No, I have learned the error of my ways.....


----------



## David Hill (Apr 25, 2018)

Glad you're ok.
Yes on the tailstock support. I used to use a bullnose for that---now I have a tailstock steady that works a whole lot better.


----------



## Tony (Apr 25, 2018)

David Hill said:


> Glad you're ok.
> Yes on the tailstock support. I used to use a bullnose for that---now I have a tailstock steady that works a whole lot better.



Thanks David! What is a bullnose?


----------



## Bigdrowdy1 (Apr 25, 2018)

Tony said:


> Thanks David! What is a bullnose?



Guys the door is open!!

Reactions: Agree 1 | Funny 1


----------



## Tony (Apr 25, 2018)

Bigdrowdy1 said:


> Guys the door is open!!



Good to see you back brother!


----------



## Bigdrowdy1 (Apr 25, 2018)

Thanks Tony doing a little here and there.

Reactions: Like 1


----------



## David Hill (Apr 25, 2018)

Tony said:


> Thanks David!

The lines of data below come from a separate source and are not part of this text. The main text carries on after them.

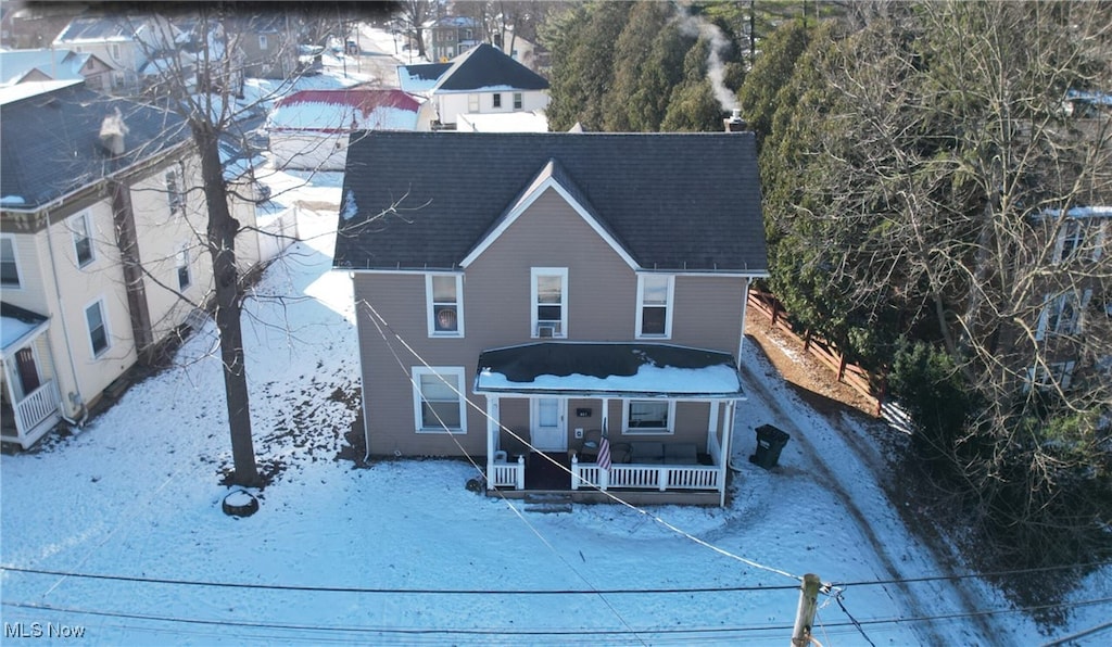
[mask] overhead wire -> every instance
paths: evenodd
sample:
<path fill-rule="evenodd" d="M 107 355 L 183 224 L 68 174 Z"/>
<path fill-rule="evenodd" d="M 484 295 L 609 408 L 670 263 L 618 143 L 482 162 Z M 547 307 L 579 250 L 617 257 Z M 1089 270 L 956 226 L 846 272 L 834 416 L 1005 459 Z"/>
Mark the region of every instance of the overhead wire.
<path fill-rule="evenodd" d="M 367 308 L 368 312 L 371 313 L 373 321 L 375 319 L 378 320 L 378 321 L 375 322 L 375 326 L 378 329 L 379 335 L 383 335 L 384 338 L 385 338 L 385 330 L 384 329 L 389 330 L 390 334 L 394 336 L 394 338 L 397 339 L 398 342 L 406 350 L 408 350 L 414 356 L 415 359 L 417 359 L 418 361 L 420 361 L 423 366 L 425 366 L 426 368 L 430 368 L 430 369 L 434 368 L 431 365 L 428 364 L 428 361 L 424 357 L 421 357 L 421 355 L 419 352 L 417 352 L 400 335 L 398 335 L 397 331 L 395 331 L 389 326 L 389 324 L 386 321 L 386 319 L 384 317 L 381 317 L 381 315 L 379 315 L 379 312 L 375 309 L 374 306 L 370 305 L 370 302 L 368 302 L 366 299 L 364 299 L 364 300 L 360 301 L 360 303 L 365 308 Z M 381 324 L 381 326 L 379 326 L 379 322 Z M 389 346 L 389 340 L 385 340 L 385 341 Z M 398 360 L 399 365 L 401 366 L 401 368 L 404 370 L 405 369 L 405 364 L 400 361 L 400 358 L 394 351 L 393 347 L 390 348 L 390 352 L 394 354 L 395 358 Z M 413 378 L 410 377 L 410 381 L 411 380 L 413 380 Z M 446 386 L 448 386 L 449 388 L 451 388 L 456 392 L 456 395 L 459 396 L 459 398 L 464 402 L 466 402 L 469 407 L 471 407 L 473 409 L 475 409 L 476 411 L 478 411 L 489 422 L 494 422 L 495 425 L 497 425 L 500 430 L 507 432 L 509 436 L 512 436 L 516 440 L 520 441 L 523 445 L 525 445 L 526 447 L 528 447 L 532 451 L 537 451 L 539 456 L 544 457 L 546 460 L 548 460 L 549 462 L 552 462 L 553 465 L 555 465 L 559 469 L 566 471 L 572 478 L 575 477 L 575 475 L 572 472 L 572 470 L 569 470 L 566 467 L 564 467 L 559 462 L 553 460 L 552 458 L 549 458 L 548 456 L 546 456 L 543 451 L 539 451 L 528 440 L 526 440 L 525 438 L 523 438 L 520 435 L 518 435 L 513 429 L 509 429 L 508 427 L 506 427 L 505 425 L 503 425 L 500 420 L 493 419 L 490 417 L 490 415 L 486 410 L 484 410 L 478 405 L 471 402 L 470 399 L 467 398 L 466 394 L 464 394 L 461 390 L 459 390 L 458 388 L 454 387 L 453 385 L 450 385 L 447 381 L 444 381 L 444 384 Z M 463 449 L 463 447 L 458 444 L 458 441 L 457 441 L 457 446 L 460 447 L 461 451 L 465 451 Z M 475 462 L 475 460 L 469 455 L 467 455 L 467 456 L 468 456 L 468 460 L 470 460 L 471 464 L 476 466 L 476 469 L 478 469 L 478 465 Z M 480 470 L 480 472 L 481 472 L 481 470 Z M 693 535 L 693 534 L 684 530 L 683 528 L 679 528 L 678 526 L 675 526 L 674 524 L 665 520 L 664 518 L 659 517 L 658 515 L 654 515 L 653 512 L 651 512 L 651 511 L 648 511 L 648 510 L 646 510 L 644 508 L 634 506 L 633 504 L 631 504 L 631 502 L 628 502 L 628 501 L 626 501 L 626 500 L 624 500 L 624 499 L 615 496 L 609 490 L 603 490 L 597 485 L 594 485 L 594 484 L 590 484 L 590 482 L 587 482 L 587 481 L 584 481 L 584 482 L 585 482 L 585 485 L 587 485 L 589 487 L 593 487 L 596 491 L 598 491 L 598 492 L 603 494 L 604 496 L 606 496 L 608 499 L 610 499 L 612 502 L 625 506 L 626 508 L 628 508 L 631 510 L 634 510 L 634 511 L 636 511 L 637 514 L 639 514 L 642 516 L 648 517 L 649 519 L 652 519 L 653 521 L 655 521 L 655 522 L 659 524 L 661 526 L 667 528 L 668 530 L 671 530 L 671 531 L 673 531 L 673 532 L 675 532 L 675 534 L 677 534 L 677 535 L 679 535 L 679 536 L 682 536 L 682 537 L 684 537 L 684 538 L 686 538 L 686 539 L 688 539 L 691 541 L 694 541 L 694 543 L 698 544 L 699 546 L 703 546 L 704 548 L 708 548 L 708 549 L 711 549 L 711 550 L 713 550 L 713 551 L 715 551 L 715 553 L 717 553 L 717 554 L 719 554 L 719 555 L 722 555 L 724 557 L 727 557 L 729 559 L 734 559 L 734 560 L 741 561 L 742 564 L 745 564 L 747 566 L 752 566 L 754 568 L 767 570 L 770 573 L 774 573 L 776 575 L 781 575 L 781 576 L 787 577 L 790 579 L 794 579 L 794 580 L 800 581 L 800 583 L 803 581 L 803 577 L 802 576 L 793 575 L 793 574 L 791 574 L 791 573 L 788 573 L 786 570 L 782 570 L 780 568 L 766 566 L 766 565 L 761 564 L 758 561 L 755 561 L 755 560 L 752 560 L 752 559 L 747 559 L 747 558 L 742 557 L 739 555 L 735 555 L 735 554 L 733 554 L 733 553 L 731 553 L 731 551 L 728 551 L 728 550 L 726 550 L 726 549 L 724 549 L 722 547 L 715 546 L 715 545 L 713 545 L 713 544 L 711 544 L 711 543 L 708 543 L 708 541 L 706 541 L 706 540 L 704 540 L 704 539 L 702 539 L 699 537 L 696 537 L 695 535 Z"/>
<path fill-rule="evenodd" d="M 371 313 L 374 315 L 374 317 L 371 318 L 371 321 L 373 321 L 373 322 L 375 324 L 375 329 L 376 329 L 376 330 L 378 331 L 378 334 L 379 334 L 379 335 L 380 335 L 380 336 L 383 337 L 383 341 L 384 341 L 384 342 L 386 342 L 386 346 L 387 346 L 387 348 L 389 348 L 389 350 L 390 350 L 390 355 L 393 355 L 393 356 L 394 356 L 394 359 L 395 359 L 395 360 L 397 361 L 397 364 L 398 364 L 398 368 L 399 368 L 399 369 L 400 369 L 400 370 L 403 371 L 403 374 L 405 374 L 405 375 L 406 375 L 406 376 L 407 376 L 407 377 L 409 378 L 409 381 L 410 381 L 411 386 L 414 387 L 414 390 L 415 390 L 415 392 L 418 392 L 418 394 L 420 394 L 420 396 L 421 396 L 421 399 L 423 399 L 423 400 L 424 400 L 424 401 L 425 401 L 426 404 L 428 404 L 428 400 L 426 400 L 426 399 L 425 399 L 425 394 L 424 394 L 424 391 L 421 391 L 421 389 L 420 389 L 420 388 L 419 388 L 419 386 L 417 385 L 417 380 L 416 380 L 416 379 L 414 378 L 414 376 L 413 376 L 413 374 L 411 374 L 410 371 L 407 371 L 407 370 L 406 370 L 406 367 L 405 367 L 405 364 L 404 364 L 404 362 L 401 361 L 401 358 L 400 358 L 400 357 L 398 357 L 398 354 L 397 354 L 397 352 L 395 351 L 395 349 L 394 349 L 394 346 L 393 346 L 393 345 L 390 344 L 389 339 L 388 339 L 388 338 L 386 337 L 386 332 L 385 332 L 385 330 L 383 329 L 383 326 L 388 326 L 388 324 L 387 324 L 386 319 L 385 319 L 385 318 L 383 318 L 383 317 L 381 317 L 381 315 L 379 315 L 379 313 L 378 313 L 378 311 L 376 311 L 376 310 L 375 310 L 375 309 L 374 309 L 374 308 L 373 308 L 373 307 L 370 306 L 370 303 L 369 303 L 369 302 L 367 302 L 367 300 L 366 300 L 366 299 L 364 299 L 364 300 L 363 300 L 363 303 L 364 303 L 364 305 L 365 305 L 365 306 L 366 306 L 366 307 L 368 308 L 368 310 L 369 310 L 369 311 L 370 311 L 370 312 L 371 312 Z M 380 324 L 381 324 L 381 325 L 380 325 Z M 395 334 L 395 337 L 397 337 L 397 338 L 398 338 L 398 339 L 400 340 L 400 336 L 397 336 L 397 335 Z M 404 340 L 401 340 L 401 341 L 403 341 L 403 344 L 405 345 L 405 341 L 404 341 Z M 407 348 L 407 349 L 408 349 L 408 350 L 409 350 L 409 351 L 410 351 L 411 354 L 414 354 L 414 356 L 415 356 L 415 357 L 417 357 L 417 358 L 418 358 L 418 359 L 419 359 L 419 360 L 421 361 L 421 364 L 423 364 L 423 365 L 425 365 L 425 366 L 426 366 L 427 368 L 431 368 L 431 367 L 429 367 L 428 362 L 427 362 L 427 361 L 425 361 L 425 359 L 424 359 L 423 357 L 420 357 L 420 356 L 419 356 L 419 355 L 418 355 L 418 354 L 417 354 L 417 352 L 416 352 L 416 351 L 415 351 L 415 350 L 414 350 L 414 349 L 413 349 L 411 347 L 409 347 L 409 345 L 405 345 L 405 346 L 406 346 L 406 348 Z M 458 390 L 458 389 L 457 389 L 457 388 L 456 388 L 456 387 L 455 387 L 454 385 L 451 385 L 451 384 L 449 384 L 449 382 L 448 382 L 447 380 L 445 380 L 445 379 L 444 379 L 444 377 L 443 377 L 443 376 L 440 376 L 440 374 L 438 374 L 438 372 L 434 371 L 434 374 L 433 374 L 433 375 L 437 376 L 437 377 L 438 377 L 438 378 L 440 379 L 440 381 L 441 381 L 441 382 L 444 382 L 444 384 L 445 384 L 446 386 L 448 386 L 448 388 L 453 389 L 453 391 L 454 391 L 454 392 L 455 392 L 455 394 L 456 394 L 456 395 L 457 395 L 457 396 L 458 396 L 458 397 L 459 397 L 459 398 L 460 398 L 460 399 L 461 399 L 463 401 L 468 401 L 468 400 L 467 400 L 467 398 L 466 398 L 466 397 L 465 397 L 465 396 L 464 396 L 464 395 L 463 395 L 463 394 L 461 394 L 461 392 L 460 392 L 460 391 L 459 391 L 459 390 Z M 468 452 L 468 451 L 466 450 L 466 448 L 464 448 L 463 444 L 461 444 L 461 442 L 459 442 L 459 440 L 458 440 L 458 439 L 456 439 L 455 435 L 454 435 L 454 434 L 451 434 L 451 430 L 450 430 L 450 429 L 448 428 L 448 426 L 447 426 L 447 425 L 446 425 L 446 424 L 444 422 L 444 419 L 443 419 L 443 418 L 440 417 L 440 414 L 439 414 L 439 411 L 437 411 L 435 407 L 429 407 L 429 410 L 430 410 L 430 411 L 433 411 L 433 415 L 434 415 L 434 416 L 436 417 L 436 421 L 437 421 L 437 422 L 438 422 L 438 424 L 439 424 L 439 425 L 440 425 L 440 426 L 441 426 L 441 427 L 444 428 L 444 430 L 445 430 L 445 431 L 447 431 L 447 432 L 448 432 L 448 437 L 449 437 L 449 438 L 451 438 L 453 442 L 455 442 L 455 444 L 456 444 L 456 447 L 457 447 L 457 448 L 459 449 L 460 454 L 463 454 L 464 456 L 466 456 L 466 457 L 467 457 L 467 460 L 468 460 L 468 461 L 469 461 L 469 462 L 471 464 L 471 466 L 473 466 L 473 467 L 475 467 L 475 469 L 476 469 L 476 470 L 478 470 L 478 472 L 479 472 L 479 474 L 481 475 L 481 474 L 483 474 L 483 470 L 481 470 L 481 468 L 479 468 L 479 466 L 478 466 L 478 462 L 477 462 L 477 461 L 475 460 L 475 458 L 474 458 L 474 457 L 473 457 L 473 456 L 471 456 L 471 455 L 470 455 L 470 454 L 469 454 L 469 452 Z M 486 412 L 484 411 L 484 415 L 485 415 L 485 414 L 486 414 Z M 545 537 L 544 535 L 542 535 L 542 534 L 540 534 L 540 531 L 539 531 L 539 530 L 537 530 L 537 528 L 536 528 L 536 527 L 535 527 L 535 526 L 534 526 L 533 524 L 530 524 L 530 522 L 529 522 L 529 521 L 528 521 L 528 520 L 527 520 L 527 519 L 526 519 L 526 518 L 524 517 L 524 515 L 522 515 L 520 510 L 518 510 L 518 509 L 517 509 L 517 508 L 516 508 L 515 506 L 510 505 L 510 504 L 509 504 L 509 502 L 508 502 L 508 501 L 506 500 L 505 496 L 503 496 L 503 495 L 502 495 L 500 492 L 499 492 L 499 496 L 500 496 L 500 497 L 503 498 L 503 501 L 504 501 L 504 502 L 505 502 L 505 504 L 507 505 L 507 507 L 509 507 L 509 508 L 510 508 L 510 509 L 512 509 L 512 510 L 514 511 L 514 514 L 515 514 L 515 515 L 517 516 L 517 518 L 518 518 L 518 519 L 519 519 L 520 521 L 523 521 L 523 522 L 525 524 L 525 526 L 526 526 L 526 527 L 527 527 L 527 528 L 528 528 L 528 529 L 529 529 L 529 530 L 530 530 L 530 531 L 532 531 L 532 532 L 533 532 L 533 534 L 534 534 L 534 535 L 535 535 L 535 536 L 537 537 L 537 539 L 539 539 L 539 540 L 540 540 L 540 543 L 542 543 L 542 544 L 544 544 L 544 545 L 545 545 L 545 547 L 546 547 L 546 548 L 548 548 L 548 550 L 549 550 L 549 551 L 550 551 L 550 553 L 552 553 L 553 555 L 555 555 L 555 556 L 556 556 L 556 558 L 557 558 L 557 559 L 559 559 L 560 561 L 563 561 L 563 563 L 564 563 L 564 566 L 566 566 L 566 567 L 568 568 L 568 570 L 570 570 L 572 573 L 574 573 L 574 574 L 576 575 L 576 577 L 578 577 L 578 578 L 579 578 L 580 580 L 583 580 L 584 583 L 586 583 L 586 584 L 587 584 L 588 586 L 593 586 L 593 585 L 592 585 L 592 583 L 590 583 L 590 580 L 588 580 L 588 579 L 587 579 L 586 577 L 584 577 L 584 575 L 583 575 L 582 573 L 579 573 L 579 570 L 578 570 L 578 569 L 576 569 L 576 568 L 575 568 L 575 567 L 574 567 L 574 566 L 573 566 L 573 565 L 572 565 L 572 564 L 570 564 L 570 563 L 569 563 L 569 561 L 568 561 L 568 560 L 567 560 L 567 559 L 566 559 L 566 558 L 565 558 L 565 557 L 564 557 L 564 556 L 563 556 L 563 555 L 562 555 L 562 554 L 560 554 L 559 551 L 558 551 L 558 550 L 556 550 L 556 547 L 555 547 L 555 546 L 553 546 L 553 545 L 552 545 L 552 544 L 550 544 L 550 543 L 548 541 L 548 539 L 547 539 L 547 538 L 546 538 L 546 537 Z M 626 626 L 627 628 L 629 628 L 629 625 L 628 625 L 628 623 L 626 623 L 625 618 L 624 618 L 624 617 L 622 617 L 622 614 L 619 614 L 619 613 L 618 613 L 618 610 L 617 610 L 616 608 L 614 608 L 614 605 L 612 605 L 612 604 L 609 603 L 609 600 L 607 600 L 607 599 L 606 599 L 606 597 L 605 597 L 605 596 L 603 596 L 602 594 L 596 594 L 596 595 L 597 595 L 598 599 L 599 599 L 599 600 L 602 600 L 604 605 L 606 605 L 606 607 L 607 607 L 607 608 L 608 608 L 608 609 L 610 610 L 610 613 L 612 613 L 612 614 L 614 614 L 614 617 L 616 617 L 616 618 L 618 619 L 618 621 L 619 621 L 619 623 L 622 623 L 622 624 L 623 624 L 623 625 L 625 625 L 625 626 Z"/>
<path fill-rule="evenodd" d="M 445 588 L 390 588 L 390 587 L 349 587 L 319 585 L 284 585 L 284 584 L 249 584 L 235 581 L 211 581 L 193 579 L 170 579 L 157 577 L 138 577 L 128 575 L 108 575 L 96 573 L 73 573 L 42 568 L 24 568 L 0 565 L 0 570 L 28 575 L 44 575 L 71 577 L 75 579 L 99 579 L 111 581 L 128 581 L 135 584 L 157 584 L 169 586 L 212 587 L 255 590 L 285 590 L 307 593 L 344 593 L 344 594 L 391 594 L 391 595 L 499 595 L 499 596 L 573 596 L 573 595 L 688 595 L 702 593 L 757 593 L 798 590 L 792 585 L 781 586 L 733 586 L 733 587 L 691 587 L 691 588 L 590 588 L 590 589 L 445 589 Z"/>
<path fill-rule="evenodd" d="M 1007 609 L 986 609 L 979 611 L 967 611 L 967 613 L 953 613 L 953 614 L 940 614 L 933 616 L 911 616 L 911 617 L 884 617 L 884 618 L 866 618 L 855 621 L 846 620 L 841 623 L 824 623 L 824 627 L 831 628 L 854 628 L 857 625 L 878 627 L 884 625 L 903 625 L 909 623 L 924 623 L 924 621 L 937 621 L 937 620 L 960 620 L 966 619 L 975 616 L 992 616 L 992 615 L 1007 615 L 1007 614 L 1020 614 L 1020 613 L 1031 613 L 1037 610 L 1048 610 L 1054 608 L 1080 608 L 1085 606 L 1094 606 L 1102 604 L 1112 603 L 1112 597 L 1095 598 L 1089 600 L 1076 600 L 1066 601 L 1059 604 L 1048 604 L 1048 605 L 1035 605 L 1027 607 L 1016 607 Z M 212 625 L 212 626 L 225 626 L 225 627 L 247 627 L 247 628 L 265 628 L 265 629 L 289 629 L 289 630 L 306 630 L 306 631 L 322 631 L 322 633 L 376 633 L 384 635 L 406 635 L 406 636 L 436 636 L 436 635 L 457 635 L 457 636 L 560 636 L 560 637 L 576 637 L 576 636 L 631 636 L 635 634 L 639 635 L 714 635 L 714 634 L 745 634 L 754 631 L 780 631 L 790 630 L 793 625 L 749 625 L 744 627 L 644 627 L 638 629 L 569 629 L 569 628 L 523 628 L 523 627 L 505 627 L 505 628 L 471 628 L 471 627 L 371 627 L 371 626 L 338 626 L 338 625 L 311 625 L 311 624 L 282 624 L 282 623 L 261 623 L 261 621 L 247 621 L 247 620 L 229 620 L 229 619 L 205 619 L 205 618 L 183 618 L 179 616 L 169 615 L 152 615 L 152 614 L 136 614 L 127 611 L 106 611 L 98 609 L 86 609 L 81 607 L 62 607 L 49 604 L 36 604 L 36 603 L 16 603 L 10 600 L 0 601 L 0 606 L 27 609 L 27 610 L 41 610 L 41 611 L 52 611 L 52 613 L 63 613 L 63 614 L 82 614 L 91 616 L 105 616 L 105 617 L 117 617 L 117 618 L 129 618 L 129 619 L 142 619 L 142 620 L 155 620 L 155 621 L 167 621 L 167 623 L 183 623 L 193 625 Z M 1112 624 L 1110 624 L 1112 625 Z M 1109 625 L 1100 625 L 1086 631 L 1086 634 L 1100 631 L 1109 628 Z"/>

What is a bullnose?



It's live center with a dull nose--not a point. They're used more with vessels that have a smaller opening, the taper helps hold them in place.
Can get online from harbor frt ( not in stores) about $20. It's actually really decent

Reactions: Thank You! 1


----------



## Graybeard (Jun 23, 2018)

https://www.harborfreight.com/mt2-bullnose-live-center-40090.html

Nova has a similar product with extra stuff https://www.homedepot.com/p/NOVA-Live-Center-System-with-Stepped-Cone-5015/204488267 About three times more expensive.

Reactions: Like 1 | Informative 1 | Useful 2


----------